A slowly growing domestic economy is now exposed to the cruel blows of fiscal restraint. The resolution of the U.S. cliff will provide about $700 billion of fiscal drag in the next decade. With the payroll tax holiday expiring on Dec. 31, 2012, about $100 billion-$125 billion will be deducted from aggregate disposable income in 2013. Some states (notably California) instituted a large retroactive income tax increase (let's call it the Phil Mickelson Tax).
Finally, tax increases to finance the Affordable Care Act also went into effect on Jan. 1, 2013. All of these amounts to a fiscal drag of more than 2% of GDP spread over the next 12 to 18 months. Unfortunately, there is more drag ahead, reflecting the Budget Control Act of 2011, which dictates about $110 billion a year of sequestration over the next decade if Congress cannot agree on spending restraints.

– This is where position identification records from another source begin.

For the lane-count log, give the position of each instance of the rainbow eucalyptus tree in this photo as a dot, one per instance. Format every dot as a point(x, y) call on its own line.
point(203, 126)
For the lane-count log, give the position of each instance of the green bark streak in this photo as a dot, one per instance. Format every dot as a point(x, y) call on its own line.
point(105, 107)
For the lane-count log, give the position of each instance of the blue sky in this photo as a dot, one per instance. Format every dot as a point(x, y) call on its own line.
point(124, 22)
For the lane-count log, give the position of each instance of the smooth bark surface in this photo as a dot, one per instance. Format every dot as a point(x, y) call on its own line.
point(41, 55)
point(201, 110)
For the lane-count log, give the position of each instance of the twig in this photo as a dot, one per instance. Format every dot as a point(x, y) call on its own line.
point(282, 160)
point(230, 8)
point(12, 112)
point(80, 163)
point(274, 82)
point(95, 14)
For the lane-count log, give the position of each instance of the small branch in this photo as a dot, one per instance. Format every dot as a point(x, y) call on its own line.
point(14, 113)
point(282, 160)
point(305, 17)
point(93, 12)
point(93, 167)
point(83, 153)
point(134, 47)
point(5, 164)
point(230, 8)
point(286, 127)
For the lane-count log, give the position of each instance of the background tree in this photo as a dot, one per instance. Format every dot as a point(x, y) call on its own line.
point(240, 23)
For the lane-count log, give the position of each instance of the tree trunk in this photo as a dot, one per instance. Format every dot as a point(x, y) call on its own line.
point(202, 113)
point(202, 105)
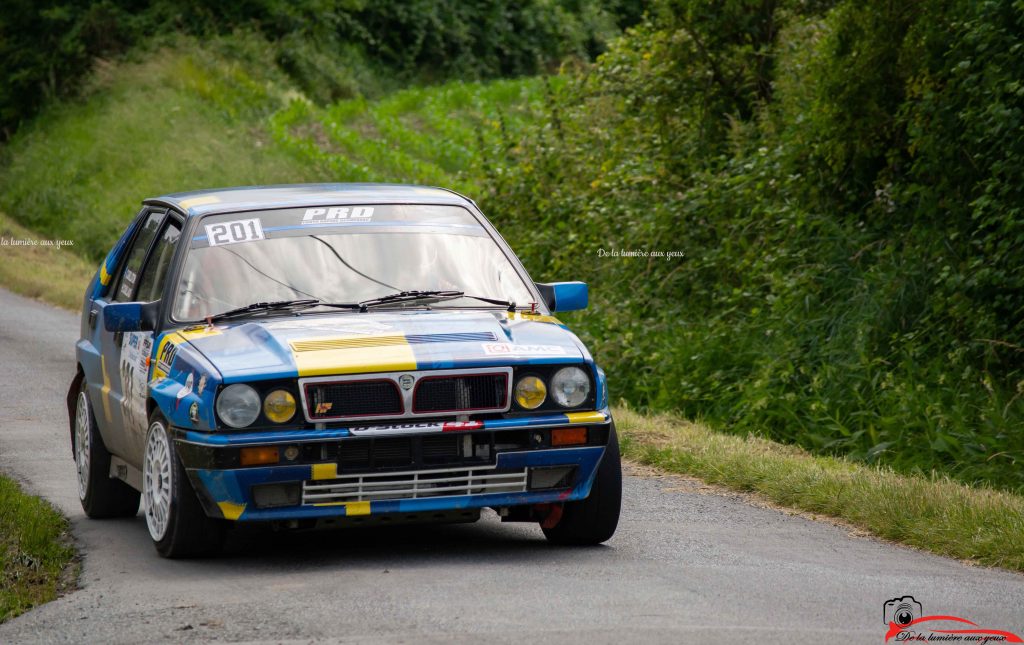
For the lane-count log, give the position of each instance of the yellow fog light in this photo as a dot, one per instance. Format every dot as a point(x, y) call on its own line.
point(530, 392)
point(279, 405)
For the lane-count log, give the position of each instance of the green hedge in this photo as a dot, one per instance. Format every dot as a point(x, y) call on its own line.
point(845, 182)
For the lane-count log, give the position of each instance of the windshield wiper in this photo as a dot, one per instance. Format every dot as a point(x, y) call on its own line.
point(413, 296)
point(303, 303)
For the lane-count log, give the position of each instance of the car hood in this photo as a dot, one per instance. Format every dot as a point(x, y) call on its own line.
point(383, 341)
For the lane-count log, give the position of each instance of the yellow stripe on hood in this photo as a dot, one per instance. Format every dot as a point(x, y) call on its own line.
point(323, 356)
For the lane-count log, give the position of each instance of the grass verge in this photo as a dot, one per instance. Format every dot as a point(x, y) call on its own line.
point(54, 274)
point(934, 513)
point(35, 551)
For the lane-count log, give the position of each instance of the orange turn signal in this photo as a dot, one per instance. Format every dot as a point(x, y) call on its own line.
point(568, 436)
point(264, 455)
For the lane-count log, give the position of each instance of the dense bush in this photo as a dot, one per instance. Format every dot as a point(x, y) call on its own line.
point(845, 183)
point(332, 48)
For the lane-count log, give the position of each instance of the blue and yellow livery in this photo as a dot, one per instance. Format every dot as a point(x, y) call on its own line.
point(334, 354)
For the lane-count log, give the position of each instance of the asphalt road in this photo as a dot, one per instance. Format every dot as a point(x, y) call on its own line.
point(685, 566)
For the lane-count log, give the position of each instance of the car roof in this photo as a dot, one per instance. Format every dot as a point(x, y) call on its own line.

Of course, there is a chance that addressing the budget will again be kicked down the road. In theory, policymakers could relieve the aforementioned fiscal drag by repealing or ignoring the Budget Control Act, but this would have other, unintended consequences to the fixed-income markets. As well, entitlement reform (which is long-term in nature) could be agreed to, eliminating the need for a sequester, but the growing animosity in Washington will likely preclude this from occurring.
There is also the chance that the private sector will recover rapidly enough to offset the fiscal drag. On that score I remain skeptical, as the recent regional PMIs indicate 2013 started with a manufacturing slowdown. Meanwhile, macro deleveraging is still incomplete. Moreover, the consumer, facing tax headwinds, appears spent-up, not pent-up. Check out cautionary remarks
) in Women's Wear Daily
("a transtion year"), which suggests this morning's earnings release from the company could disappoint. And even the much-heralded housing recovery, despite its broad multiplier impact, seems too small a percentage of GDP (3%) to offset the other constrictive factors.
Expansive monetary policy, too, is likely no longer going to provide a tailwind to growth based on the recent distribution of the Fed minutes that the four-year asset purchase program could be coming to an end over the next 12 months.